Na⁺ currents inactivation by voltage curves (inactivation curves) were fitted by the following equation:

$$\mathrm{F}\mathrm{r}\mathrm{a}\mathrm{c}\mathrm{t}\mathrm{i}\mathrm{o}\mathrm{n}\mathrm{a}\mathrm{l}{\mathrm{I}}_{\mathrm{N}\mathrm{a}}=1-{\displaystyle \frac{1}{1+{\mathrm{e}}^{\left(\frac{{\mathrm{V}}_{0.5-\mathrm{i}\mathrm{n}\mathrm{a}\mathrm{c}\mathrm{t}}-{\mathrm{V}}_{\mathrm{c}\mathrm{p}}}{\mathrm{V}\mathrm{o}\mathrm{l}\mathrm{t}\mathrm{a}\mathrm{g}\mathrm{e}\mathrm{s}\mathrm{e}\mathrm{n}\mathrm{s}\mathrm{i}\mathrm{t}\mathrm{i}\mathrm{v}\mathrm{i}\mathrm{t}\mathrm{y}}\right)}}}$$

(5)

where Fractional I_Na is the Na⁺ current after the conditioning pre-pulse (V_cp) voltage period, V_0.5−iNact is the V_cp that inactivates half of I_Na, and the is the minimal membrane potential change that is associated with inactivation of I_Na by e-fold, also known as the maximal slope of the curve.
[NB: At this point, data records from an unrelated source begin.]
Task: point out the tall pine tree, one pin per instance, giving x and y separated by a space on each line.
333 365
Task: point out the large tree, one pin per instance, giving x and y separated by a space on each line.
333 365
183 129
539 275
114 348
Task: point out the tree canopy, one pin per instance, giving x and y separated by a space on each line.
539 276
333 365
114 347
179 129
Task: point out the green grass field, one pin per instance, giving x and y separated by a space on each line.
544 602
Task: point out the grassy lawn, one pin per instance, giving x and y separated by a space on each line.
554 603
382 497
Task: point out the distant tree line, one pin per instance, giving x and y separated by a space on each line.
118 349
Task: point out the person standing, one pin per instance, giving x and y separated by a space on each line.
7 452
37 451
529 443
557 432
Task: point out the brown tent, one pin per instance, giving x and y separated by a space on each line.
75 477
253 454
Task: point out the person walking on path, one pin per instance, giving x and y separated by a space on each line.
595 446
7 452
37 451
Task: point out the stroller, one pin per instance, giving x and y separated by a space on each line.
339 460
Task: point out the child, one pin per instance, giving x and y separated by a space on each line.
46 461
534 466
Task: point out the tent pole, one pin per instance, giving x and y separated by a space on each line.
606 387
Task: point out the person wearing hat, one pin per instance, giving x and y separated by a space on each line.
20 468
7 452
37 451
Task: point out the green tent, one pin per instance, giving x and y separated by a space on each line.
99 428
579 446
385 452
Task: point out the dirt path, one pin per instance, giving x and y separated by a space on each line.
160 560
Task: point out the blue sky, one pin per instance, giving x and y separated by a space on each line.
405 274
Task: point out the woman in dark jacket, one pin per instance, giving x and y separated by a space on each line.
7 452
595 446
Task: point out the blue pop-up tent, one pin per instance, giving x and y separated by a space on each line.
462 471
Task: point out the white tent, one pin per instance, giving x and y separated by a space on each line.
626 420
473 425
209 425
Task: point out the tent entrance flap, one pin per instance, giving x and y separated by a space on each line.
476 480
The I_Na recovery from inactivation process was fitted with a double exponential as follows:

$${\mathrm{I}}_{\mathrm{N}\mathrm{a}}=\%\mathrm{F}\mathrm{a}\mathrm{s}\mathrm{t}\mathrm{c}\mathrm{o}\mathrm{m}\mathrm{p}\times \left(1-{\mathrm{e}}^{-\mathrm{t}/\mathrm{F}\mathrm{a}\mathrm{s}\mathrm{t}\mathrm{T}\mathrm{a}\mathrm{u}}\right)+\%\mathrm{S}\mathrm{l}\mathrm{o}\mathrm{w}\mathrm{c}\mathrm{o}\mathrm{m}\mathrm{p}\times \left(1-{\mathrm{e}}^{-\mathrm{t}/\mathrm{S}\mathrm{l}\mathrm{o}\mathrm{w}\mathrm{T}\mathrm{a}\mathrm{u}}\right)$$

(6)

where I_Na is the recovered I_Na associated with a recovery period t, Fast Tau is the time constant of the faster recovery from inactivation process, % Fast comp is the fractional % of the fast component, Slow Tau is the time constant of the slower recovery from inactivation process, % Slow comp is the fractional % of the slow component (equivalent to 100 -% Fast comp).

4.6. Statistical Analysis

Data from individual cells were treated individually, including for fitting analyses. Pooled fitting parameters from different groups, e.g., control vs. isoeugenol (its presence) were compared using Paired t test to detect consistent changes in the parameters that relates to the drugs. Levels of significance were * p < 0.05, ** p < 0.01, *** p < 0.001 and **** p < 0.0001. The whole curves were compared using Two-way ANOVA.

5. Conclusions

We conclude, based on our data, that isoeugenol has significant and fully reversible modulatory effects on VGSC, inducing dose-dependent inhibition of I_Na with a suggestive state-dependent additional biding effect. The drug is safe to use, and it is effective in a reasonable range of concentrations for currently used therapeutic drugs. The putative effect on pre-open closed states might be an interesting area to explore in the future since membrane depolarizations in the order of membrane potential fluctuations associated with pathologies could trigger a more intense VGSC inhibition by eugenol. However, further studies must be conducted to understand the interaction of isoeugenol on the pre-open closed states of the channels, and its similarities to the characteristics of lidocaine. The present study contributes to the field of natural products and new drugs. Our study paves the way for possible future studies to establish isoeugenol or new derivatives as novel drugs to be used in humans and animals as anesthetic to treat pain or other excitable tissues disturbances.